Ashland City Schools offered the project to aid fifth and sixth grade students in being safer when using the internet.

Project Pavise was created following a response from anonymous student surveys collected in November 2023, as students in fourth through twelfth grades heard presentations from National Internet Safety speaker Jesse Weinberger. She reported that higher device time corresponds with higher anxiety and depression.

Among the goals of Project Pavise is empowering children to make good decisions regarding their use of personal mobile devices and parents to keep their children accountable for these decisions.
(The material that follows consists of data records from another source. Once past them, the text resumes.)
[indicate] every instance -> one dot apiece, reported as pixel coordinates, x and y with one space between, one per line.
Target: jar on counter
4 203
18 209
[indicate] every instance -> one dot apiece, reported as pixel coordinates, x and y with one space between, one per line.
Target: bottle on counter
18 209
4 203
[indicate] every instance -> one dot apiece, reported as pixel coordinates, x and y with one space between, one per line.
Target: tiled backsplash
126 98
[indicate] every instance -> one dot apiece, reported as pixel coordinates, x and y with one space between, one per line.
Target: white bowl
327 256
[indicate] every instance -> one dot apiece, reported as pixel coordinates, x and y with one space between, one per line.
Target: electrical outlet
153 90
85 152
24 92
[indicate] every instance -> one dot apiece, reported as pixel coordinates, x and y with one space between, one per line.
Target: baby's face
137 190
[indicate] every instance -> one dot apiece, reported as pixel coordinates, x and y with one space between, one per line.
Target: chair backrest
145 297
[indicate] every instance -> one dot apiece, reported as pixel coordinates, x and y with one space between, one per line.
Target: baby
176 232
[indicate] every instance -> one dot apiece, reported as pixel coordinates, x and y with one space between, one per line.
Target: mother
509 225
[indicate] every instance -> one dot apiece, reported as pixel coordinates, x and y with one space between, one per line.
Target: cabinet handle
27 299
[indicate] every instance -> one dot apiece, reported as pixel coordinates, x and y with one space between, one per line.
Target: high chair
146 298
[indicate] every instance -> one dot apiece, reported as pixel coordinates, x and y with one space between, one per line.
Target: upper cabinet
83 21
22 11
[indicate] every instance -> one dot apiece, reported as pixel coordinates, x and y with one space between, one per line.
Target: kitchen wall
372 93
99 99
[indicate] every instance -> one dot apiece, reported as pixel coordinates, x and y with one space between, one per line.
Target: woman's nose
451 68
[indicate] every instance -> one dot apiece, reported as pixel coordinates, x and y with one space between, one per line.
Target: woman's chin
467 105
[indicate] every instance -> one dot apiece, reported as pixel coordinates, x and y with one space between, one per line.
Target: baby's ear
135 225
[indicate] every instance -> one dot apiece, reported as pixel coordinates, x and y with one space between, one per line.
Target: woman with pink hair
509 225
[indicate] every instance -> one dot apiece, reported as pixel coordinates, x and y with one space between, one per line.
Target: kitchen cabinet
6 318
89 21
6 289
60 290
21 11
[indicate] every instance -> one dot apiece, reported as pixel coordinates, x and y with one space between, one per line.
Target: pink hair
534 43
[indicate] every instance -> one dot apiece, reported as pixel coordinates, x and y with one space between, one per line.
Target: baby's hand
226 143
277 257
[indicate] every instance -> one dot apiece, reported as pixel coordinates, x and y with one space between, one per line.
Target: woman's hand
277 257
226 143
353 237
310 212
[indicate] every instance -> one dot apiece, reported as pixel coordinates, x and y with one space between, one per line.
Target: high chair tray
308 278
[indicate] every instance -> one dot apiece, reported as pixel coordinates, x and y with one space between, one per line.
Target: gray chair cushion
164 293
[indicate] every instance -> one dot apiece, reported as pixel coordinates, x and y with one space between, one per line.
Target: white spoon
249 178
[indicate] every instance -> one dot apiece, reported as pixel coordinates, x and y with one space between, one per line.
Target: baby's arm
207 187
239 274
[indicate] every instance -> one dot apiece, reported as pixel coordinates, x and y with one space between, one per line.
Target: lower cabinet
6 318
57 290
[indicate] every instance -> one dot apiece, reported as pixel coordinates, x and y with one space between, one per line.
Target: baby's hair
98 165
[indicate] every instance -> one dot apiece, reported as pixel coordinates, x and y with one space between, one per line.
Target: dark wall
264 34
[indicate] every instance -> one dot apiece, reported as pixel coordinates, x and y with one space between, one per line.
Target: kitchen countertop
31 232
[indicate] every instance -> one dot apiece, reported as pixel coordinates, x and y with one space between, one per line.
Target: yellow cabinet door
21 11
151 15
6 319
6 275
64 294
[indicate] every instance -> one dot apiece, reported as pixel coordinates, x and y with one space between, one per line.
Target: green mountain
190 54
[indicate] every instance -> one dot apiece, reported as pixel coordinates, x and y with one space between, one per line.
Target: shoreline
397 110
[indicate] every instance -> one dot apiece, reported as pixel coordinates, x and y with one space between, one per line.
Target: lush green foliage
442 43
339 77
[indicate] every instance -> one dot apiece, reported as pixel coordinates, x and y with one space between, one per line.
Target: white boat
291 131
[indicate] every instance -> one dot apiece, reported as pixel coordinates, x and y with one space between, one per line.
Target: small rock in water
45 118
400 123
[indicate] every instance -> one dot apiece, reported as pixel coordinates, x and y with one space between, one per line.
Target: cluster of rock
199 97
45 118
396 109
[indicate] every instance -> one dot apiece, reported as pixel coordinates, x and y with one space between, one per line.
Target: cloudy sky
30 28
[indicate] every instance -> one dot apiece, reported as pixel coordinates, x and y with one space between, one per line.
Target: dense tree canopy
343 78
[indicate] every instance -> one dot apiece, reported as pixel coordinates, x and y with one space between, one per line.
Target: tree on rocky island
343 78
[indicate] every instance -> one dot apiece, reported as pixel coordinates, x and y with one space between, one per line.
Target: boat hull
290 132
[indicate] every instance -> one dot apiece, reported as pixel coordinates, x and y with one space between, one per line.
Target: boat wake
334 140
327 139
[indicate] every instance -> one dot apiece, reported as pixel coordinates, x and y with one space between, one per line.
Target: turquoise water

Thanks to the grant support, students received boxes with stickers, a t-shirt, and a pair of journals for a parent and their child. The journals were designed to facilitate conversation between children and their parents.

Additionally, the students and parents received weekly videos and daily texts that reinforced the journal content. Parents could also reset their kids’ devices and retrain their suggested viewing in YouTube and similar apps.

The fifth grade campaign ran from September through October, with the sixth grade campaign running from October through November in 2024.

The project was named “Project Pavise” because the goal was to provide students with a shield to protect themselves from the dangers of the internet. A pavise was a shield used in the Middle Ages to protect the entire body.